Unterzeichnung des Rundfunkbeitragsstaatsvertrag

Ministerpräsident Kurt Beck hat das Einvernehmen der in Berlin tagenden Ministerpräsidentenkonferenz zur Unterzeichnung des neuen Rundfunkbeitragsstaatsvertrages begrüßt.

Beck, der Vorsitzender der Rundfunkkommission der Länder ist, sagte: "Ziel der Länder war es, die gerechte und zukunftssichere Finanzierung für den öffentlich-rechtlichen Rundfunk auf eine zeitgemäße Grundlage zu stellen, die Kontrollbedürftigkeit innerhalb des Systems deutlich zu reduzieren und vor allem auch die Privatsphäre der Rundfunkteilnehmer zu schonen. Mit dem geräteunabhängigen Rundfunkbeitragsmodell haben wir dieses Ziel nach umfangreichen Vorarbeiten und eingehenden Beratungen erreicht.“

Künftig sind mit einem Beitrag pro Wohnung alle Nutzungsmöglichkeiten – also Fernsehen, Hörfunk, Telemedien, PC und Autoradio – der in einem Haushalt lebenden Personen abgegolten. Damit entfallen sämtliche bisherigen Mehrfachbeitragspflichten in Haushalten. Finanziell leistungsfähige Behinderte zahlen mit Ausnahme taubblinder Menschen künftig einen ermäßigten Beitrag von einem Drittel. Dafür soll das barrierefreie Angebot bei ARD und ZDF verbessert werden.
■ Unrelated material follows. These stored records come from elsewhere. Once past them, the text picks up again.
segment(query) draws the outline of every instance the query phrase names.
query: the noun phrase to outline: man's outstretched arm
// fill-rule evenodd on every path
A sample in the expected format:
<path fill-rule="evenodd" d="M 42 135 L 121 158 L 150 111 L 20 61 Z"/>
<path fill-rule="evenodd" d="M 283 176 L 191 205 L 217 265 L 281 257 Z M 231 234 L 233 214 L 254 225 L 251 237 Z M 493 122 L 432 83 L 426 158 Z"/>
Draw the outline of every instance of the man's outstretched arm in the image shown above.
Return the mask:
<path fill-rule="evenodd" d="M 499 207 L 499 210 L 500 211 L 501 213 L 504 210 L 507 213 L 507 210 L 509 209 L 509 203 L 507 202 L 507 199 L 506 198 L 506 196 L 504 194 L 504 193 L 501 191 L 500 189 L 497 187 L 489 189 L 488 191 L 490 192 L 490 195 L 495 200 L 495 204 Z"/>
Ministerpräsident Beck sagte: "Für alle gilt ein möglichst einfaches Erhebungsverfahren, das allen datenschutzrechtlichen Aspekten Rechnung trägt. Die Schnüffelei an der Wohnungstür hat damit in Zukunft ein Ende. Die Zahl der Gebührenbeauftragten kann deutlich reduziert werden."

Für Wirtschaft und öffentliche Hand ist ebenfalls ein einfacher und gerechter Ansatz vorgesehen: Dort wird der Beitrag künftig pro Betriebsstätte, gestaffelt nach der Zahl der Mitarbeiter, erhoben. Für kleine und mittlere Betriebsstätten mit bis zu acht Mitarbeitern gilt ein ermäßigter Beitragssatz von einem Drittel.

Beck betonte: "Dieses Modell ist mittelstandsfreundlich. Neunzig Prozent aller Betriebsstätten fallen in die untersten beiden Beitragsstufen, weil ausschließlich sozialversicherungspflichtig Beschäftigte berücksichtigt werden, nicht aber die Auszubildenden. Das heißt, dass die meisten Unternehmen pro Betriebsstätte nur ein Drittel oder einen Beitrag zahlt. Für nahezu alle Filialbetriebe kann außerdem die Ein-Drittel-Privilegierung in Anspruch genommen werden. Außerdem führt die Beitragsfreiheit des ersten Kraftfahrzeuges an Betriebsstätten zu einer weiteren Entlastung vor allem von Kleinbetrieben, Filialunternehmen und Nebenerwerbsselbständigen."

Entscheidend sei, dass die Länder das Modell aufkommensneutral gestaltet hätten, so Beck. Der Beitrag könne mit 17,98 Euro pro Monat stabil bleiben. Gleichzeitig werde der Gesamtertrag konstant gehalten, wobei privater Bereich und Unternehmen sowie öffentliche Hand im bisherigen Umfang zur Finanzierung des öffentlich-rechtlichen Rundfunks beitrügen.

"Der Weg von der jahrzehntelang gültigen, geräteabhängigen Rundfunkgebühr hin zu einem geräteunabhängigen Rundfunkbeitrag war lang, anspruchsvoll und nicht frei von Hindernissen. Aber ich halte ihn für richtig und notwendig, denn er führt zu einer zukunftsfähigen Finanzierung des öffentlich-rechtlichen Rundfunks, die nicht mehr an Geräte anknüpft und damit der Konvergenz der Medien Rechnung trägt“, so Beck. Der neue Rundfunkbeitragsstaatsvertrag soll nach der Ratifizierung durch die Landesparlamente und einer notwendigen Umstellungsphase zum 1. Januar 2013 in Kraft treten.